Professor Cates conducts research in three diverse areas spanning atomic, nuclear, and medical physics. Unifying these activities is the use of optical pumping and spin exchange, techniques that make it possible to polarize the spins of electrons, atoms and nuclei using light sources such as lasers. Critical to such research is the study of spin interactions during atomic collisions, spin-relaxation at surfaces, and numerous aspects of laser physics.

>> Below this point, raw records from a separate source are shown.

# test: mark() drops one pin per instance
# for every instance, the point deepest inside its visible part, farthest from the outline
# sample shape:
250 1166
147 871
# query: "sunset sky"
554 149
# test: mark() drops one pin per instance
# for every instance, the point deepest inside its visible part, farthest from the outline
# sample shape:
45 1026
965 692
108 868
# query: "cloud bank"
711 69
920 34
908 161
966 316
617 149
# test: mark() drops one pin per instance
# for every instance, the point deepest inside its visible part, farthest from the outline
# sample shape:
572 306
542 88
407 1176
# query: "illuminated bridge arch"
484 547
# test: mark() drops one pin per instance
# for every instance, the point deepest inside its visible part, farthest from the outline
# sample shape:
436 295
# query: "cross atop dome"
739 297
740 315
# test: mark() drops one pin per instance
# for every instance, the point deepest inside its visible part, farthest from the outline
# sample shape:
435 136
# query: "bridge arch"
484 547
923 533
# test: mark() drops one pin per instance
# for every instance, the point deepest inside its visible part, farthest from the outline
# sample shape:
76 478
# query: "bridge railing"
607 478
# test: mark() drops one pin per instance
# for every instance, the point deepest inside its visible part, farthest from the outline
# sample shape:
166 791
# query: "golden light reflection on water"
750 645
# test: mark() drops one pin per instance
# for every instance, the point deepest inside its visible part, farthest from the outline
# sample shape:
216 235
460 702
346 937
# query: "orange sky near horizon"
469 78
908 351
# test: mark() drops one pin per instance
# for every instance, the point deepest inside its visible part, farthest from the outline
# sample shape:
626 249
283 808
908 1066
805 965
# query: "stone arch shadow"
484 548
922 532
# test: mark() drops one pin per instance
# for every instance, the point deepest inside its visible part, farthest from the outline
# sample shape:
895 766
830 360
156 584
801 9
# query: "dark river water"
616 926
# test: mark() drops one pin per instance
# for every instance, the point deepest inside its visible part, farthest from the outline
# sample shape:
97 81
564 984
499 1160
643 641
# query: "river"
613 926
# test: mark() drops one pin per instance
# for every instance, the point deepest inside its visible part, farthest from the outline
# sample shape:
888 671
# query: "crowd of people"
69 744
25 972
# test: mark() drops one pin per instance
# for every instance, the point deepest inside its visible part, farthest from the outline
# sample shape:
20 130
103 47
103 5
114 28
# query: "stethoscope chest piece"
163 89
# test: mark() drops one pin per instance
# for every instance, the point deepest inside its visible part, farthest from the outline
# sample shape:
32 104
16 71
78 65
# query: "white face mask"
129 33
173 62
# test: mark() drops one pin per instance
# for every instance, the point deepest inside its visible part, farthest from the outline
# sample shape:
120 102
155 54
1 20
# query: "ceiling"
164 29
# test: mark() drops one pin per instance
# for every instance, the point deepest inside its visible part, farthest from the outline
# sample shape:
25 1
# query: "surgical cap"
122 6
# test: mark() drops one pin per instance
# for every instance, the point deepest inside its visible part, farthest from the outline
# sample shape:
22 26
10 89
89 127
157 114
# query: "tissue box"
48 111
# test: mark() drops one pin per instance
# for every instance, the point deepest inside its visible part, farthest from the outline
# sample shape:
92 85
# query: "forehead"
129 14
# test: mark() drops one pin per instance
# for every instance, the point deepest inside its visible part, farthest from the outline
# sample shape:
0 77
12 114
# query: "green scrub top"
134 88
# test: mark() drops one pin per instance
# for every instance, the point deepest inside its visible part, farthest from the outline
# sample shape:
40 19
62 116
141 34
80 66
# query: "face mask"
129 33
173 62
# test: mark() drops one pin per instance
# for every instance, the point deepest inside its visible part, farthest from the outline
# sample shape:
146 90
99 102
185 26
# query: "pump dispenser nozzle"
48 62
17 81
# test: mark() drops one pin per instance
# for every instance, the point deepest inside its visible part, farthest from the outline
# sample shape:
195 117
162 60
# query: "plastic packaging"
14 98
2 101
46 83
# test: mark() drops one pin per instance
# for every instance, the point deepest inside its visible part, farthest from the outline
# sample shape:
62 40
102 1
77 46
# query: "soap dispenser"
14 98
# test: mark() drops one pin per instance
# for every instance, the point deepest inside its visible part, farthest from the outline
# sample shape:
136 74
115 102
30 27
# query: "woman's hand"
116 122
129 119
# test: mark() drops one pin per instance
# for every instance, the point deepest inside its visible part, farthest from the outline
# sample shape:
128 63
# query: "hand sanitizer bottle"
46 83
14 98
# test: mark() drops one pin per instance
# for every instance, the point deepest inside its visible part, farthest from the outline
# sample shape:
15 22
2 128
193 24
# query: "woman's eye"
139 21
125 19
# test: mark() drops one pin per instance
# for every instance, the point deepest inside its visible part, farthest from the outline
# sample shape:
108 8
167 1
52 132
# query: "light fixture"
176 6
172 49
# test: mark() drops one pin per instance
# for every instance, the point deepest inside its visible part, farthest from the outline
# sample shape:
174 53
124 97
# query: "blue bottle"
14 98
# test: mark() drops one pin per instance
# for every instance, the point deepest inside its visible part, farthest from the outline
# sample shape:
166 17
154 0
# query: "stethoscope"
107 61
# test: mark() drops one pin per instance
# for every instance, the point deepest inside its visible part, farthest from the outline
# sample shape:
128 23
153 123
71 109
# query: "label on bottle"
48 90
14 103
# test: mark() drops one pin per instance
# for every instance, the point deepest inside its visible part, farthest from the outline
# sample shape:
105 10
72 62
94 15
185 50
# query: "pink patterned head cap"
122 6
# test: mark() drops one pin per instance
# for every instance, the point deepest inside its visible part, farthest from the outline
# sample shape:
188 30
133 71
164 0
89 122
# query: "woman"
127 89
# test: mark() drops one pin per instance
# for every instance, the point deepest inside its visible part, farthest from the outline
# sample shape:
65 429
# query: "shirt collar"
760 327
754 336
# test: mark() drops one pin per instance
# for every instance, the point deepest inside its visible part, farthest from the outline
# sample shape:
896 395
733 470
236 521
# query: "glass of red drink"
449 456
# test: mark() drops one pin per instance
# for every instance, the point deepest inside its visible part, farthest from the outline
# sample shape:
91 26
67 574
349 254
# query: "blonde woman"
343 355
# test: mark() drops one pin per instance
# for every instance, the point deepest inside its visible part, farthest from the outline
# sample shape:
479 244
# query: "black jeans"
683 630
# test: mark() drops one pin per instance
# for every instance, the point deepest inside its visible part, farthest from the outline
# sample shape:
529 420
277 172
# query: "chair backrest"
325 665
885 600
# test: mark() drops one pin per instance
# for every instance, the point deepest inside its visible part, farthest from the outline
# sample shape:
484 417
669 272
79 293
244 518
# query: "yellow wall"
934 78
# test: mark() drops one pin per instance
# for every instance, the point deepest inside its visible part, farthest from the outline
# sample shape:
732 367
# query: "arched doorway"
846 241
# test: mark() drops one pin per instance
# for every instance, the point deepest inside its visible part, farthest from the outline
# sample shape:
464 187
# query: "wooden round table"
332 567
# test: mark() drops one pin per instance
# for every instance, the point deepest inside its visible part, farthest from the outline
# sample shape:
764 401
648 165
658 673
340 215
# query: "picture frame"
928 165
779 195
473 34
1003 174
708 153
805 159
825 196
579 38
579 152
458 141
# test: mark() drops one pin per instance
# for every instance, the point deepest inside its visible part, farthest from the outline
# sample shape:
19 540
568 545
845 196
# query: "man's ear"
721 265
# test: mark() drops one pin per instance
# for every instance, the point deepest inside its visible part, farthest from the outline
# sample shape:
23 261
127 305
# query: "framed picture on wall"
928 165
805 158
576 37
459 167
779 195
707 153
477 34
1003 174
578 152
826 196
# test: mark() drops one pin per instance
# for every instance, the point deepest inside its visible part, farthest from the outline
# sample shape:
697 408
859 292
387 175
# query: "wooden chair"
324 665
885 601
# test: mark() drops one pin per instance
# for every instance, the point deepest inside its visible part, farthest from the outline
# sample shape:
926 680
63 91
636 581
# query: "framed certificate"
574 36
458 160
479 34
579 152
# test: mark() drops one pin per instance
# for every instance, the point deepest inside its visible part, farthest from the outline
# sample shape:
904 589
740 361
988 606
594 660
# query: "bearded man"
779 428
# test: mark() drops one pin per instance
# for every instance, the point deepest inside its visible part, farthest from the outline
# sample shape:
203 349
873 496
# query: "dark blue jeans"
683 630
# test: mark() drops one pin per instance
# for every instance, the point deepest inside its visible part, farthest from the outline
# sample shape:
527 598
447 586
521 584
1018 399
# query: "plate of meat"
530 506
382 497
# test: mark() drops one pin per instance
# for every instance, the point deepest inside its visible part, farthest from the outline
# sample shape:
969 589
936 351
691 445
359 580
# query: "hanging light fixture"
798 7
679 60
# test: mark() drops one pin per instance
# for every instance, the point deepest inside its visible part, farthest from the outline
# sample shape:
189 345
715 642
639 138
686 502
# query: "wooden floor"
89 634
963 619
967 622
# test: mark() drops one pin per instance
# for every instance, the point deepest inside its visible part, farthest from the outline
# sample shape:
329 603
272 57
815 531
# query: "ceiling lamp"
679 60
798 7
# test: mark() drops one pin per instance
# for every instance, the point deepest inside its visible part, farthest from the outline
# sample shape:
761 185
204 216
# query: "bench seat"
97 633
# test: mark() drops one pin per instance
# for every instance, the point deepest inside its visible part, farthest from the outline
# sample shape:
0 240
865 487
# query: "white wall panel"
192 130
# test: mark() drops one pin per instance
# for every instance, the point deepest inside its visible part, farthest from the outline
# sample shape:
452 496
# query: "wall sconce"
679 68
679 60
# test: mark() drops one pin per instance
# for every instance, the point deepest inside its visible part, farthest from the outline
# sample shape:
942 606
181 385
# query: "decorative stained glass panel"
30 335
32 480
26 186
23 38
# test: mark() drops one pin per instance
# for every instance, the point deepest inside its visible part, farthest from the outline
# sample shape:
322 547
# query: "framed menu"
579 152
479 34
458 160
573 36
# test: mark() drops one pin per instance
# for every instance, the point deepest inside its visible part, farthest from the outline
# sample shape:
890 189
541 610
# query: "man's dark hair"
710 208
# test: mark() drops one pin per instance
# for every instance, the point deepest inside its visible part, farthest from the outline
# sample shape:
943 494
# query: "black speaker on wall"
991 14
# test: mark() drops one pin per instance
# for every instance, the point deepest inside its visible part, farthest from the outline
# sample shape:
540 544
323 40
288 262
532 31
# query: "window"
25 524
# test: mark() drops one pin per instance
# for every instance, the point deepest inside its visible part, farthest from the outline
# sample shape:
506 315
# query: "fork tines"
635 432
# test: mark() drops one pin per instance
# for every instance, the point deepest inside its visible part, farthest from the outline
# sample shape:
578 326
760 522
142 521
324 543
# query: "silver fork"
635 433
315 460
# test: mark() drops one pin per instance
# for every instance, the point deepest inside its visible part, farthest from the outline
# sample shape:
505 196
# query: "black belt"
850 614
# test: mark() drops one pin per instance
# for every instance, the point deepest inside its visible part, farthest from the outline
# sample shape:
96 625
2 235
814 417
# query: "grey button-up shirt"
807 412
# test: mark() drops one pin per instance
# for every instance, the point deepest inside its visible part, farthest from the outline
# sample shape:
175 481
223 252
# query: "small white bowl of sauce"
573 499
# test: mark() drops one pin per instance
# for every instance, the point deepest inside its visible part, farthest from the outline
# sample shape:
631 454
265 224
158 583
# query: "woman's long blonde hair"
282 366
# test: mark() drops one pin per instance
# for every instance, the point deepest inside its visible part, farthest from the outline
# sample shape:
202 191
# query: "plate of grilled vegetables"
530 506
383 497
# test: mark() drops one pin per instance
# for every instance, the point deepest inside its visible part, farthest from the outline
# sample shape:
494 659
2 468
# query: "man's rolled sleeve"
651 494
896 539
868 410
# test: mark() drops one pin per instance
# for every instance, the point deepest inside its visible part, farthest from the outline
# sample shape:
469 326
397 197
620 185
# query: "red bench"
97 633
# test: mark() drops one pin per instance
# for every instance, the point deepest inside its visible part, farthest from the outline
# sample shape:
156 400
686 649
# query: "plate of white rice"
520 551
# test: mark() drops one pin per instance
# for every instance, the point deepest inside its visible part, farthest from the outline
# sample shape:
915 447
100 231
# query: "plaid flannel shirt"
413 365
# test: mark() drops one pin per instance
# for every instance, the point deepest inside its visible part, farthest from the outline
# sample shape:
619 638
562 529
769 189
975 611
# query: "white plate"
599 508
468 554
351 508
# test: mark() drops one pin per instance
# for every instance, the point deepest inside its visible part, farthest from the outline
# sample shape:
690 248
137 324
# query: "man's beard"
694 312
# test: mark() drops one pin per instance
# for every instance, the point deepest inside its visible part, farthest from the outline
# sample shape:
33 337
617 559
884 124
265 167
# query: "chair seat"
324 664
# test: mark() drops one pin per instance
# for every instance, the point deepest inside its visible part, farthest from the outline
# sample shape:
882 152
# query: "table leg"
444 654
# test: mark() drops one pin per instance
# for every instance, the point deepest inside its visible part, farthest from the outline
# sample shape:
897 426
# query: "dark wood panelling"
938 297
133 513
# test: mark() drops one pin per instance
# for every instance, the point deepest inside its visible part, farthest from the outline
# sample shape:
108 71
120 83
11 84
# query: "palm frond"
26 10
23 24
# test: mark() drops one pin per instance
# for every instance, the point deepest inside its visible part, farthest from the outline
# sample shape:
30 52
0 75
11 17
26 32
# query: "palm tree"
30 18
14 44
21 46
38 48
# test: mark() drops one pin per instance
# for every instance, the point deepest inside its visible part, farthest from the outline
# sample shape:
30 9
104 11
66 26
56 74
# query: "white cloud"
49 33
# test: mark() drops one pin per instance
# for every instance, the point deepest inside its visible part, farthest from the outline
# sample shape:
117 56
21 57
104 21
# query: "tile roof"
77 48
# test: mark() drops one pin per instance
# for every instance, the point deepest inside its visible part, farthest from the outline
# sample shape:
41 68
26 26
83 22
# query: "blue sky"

A major thrust of Prof. Cates’ research has been understanding the “spin-structure” of the neutron. These efforts, involving electron scattering from spin-exchange polarized 3He targets at SLAC and Jefferson Laboratory (JLab), have helped shed light on the foundations of QCD and the question of what it is within the nucleon that carries spin. Prof. Cates has also been involved in studying parity violation in polarized electrons scattering in order to search for the presence of strange quarks in the nucleon (at JLab) and for physics beyond the standard model (at SLAC).
Another important aspect of Prof. Cates’ research involves a new type of MRI in which a subject inhales a laser-polarized noble gas such as 3He or 129Xe which is subsequently imaged. Coinvented by Prof. Cates in the early 1990’s, “hyperpolarized gas imaging” produces images of the gas space of the lungs of unprecedented resolution. Also, since Xe dissolves readily into the blood and various tissues in the body, there is potential to extend the technique to other organs. Many basic physics issues remain critical to the continuing development of hyperpolarized gas imaging.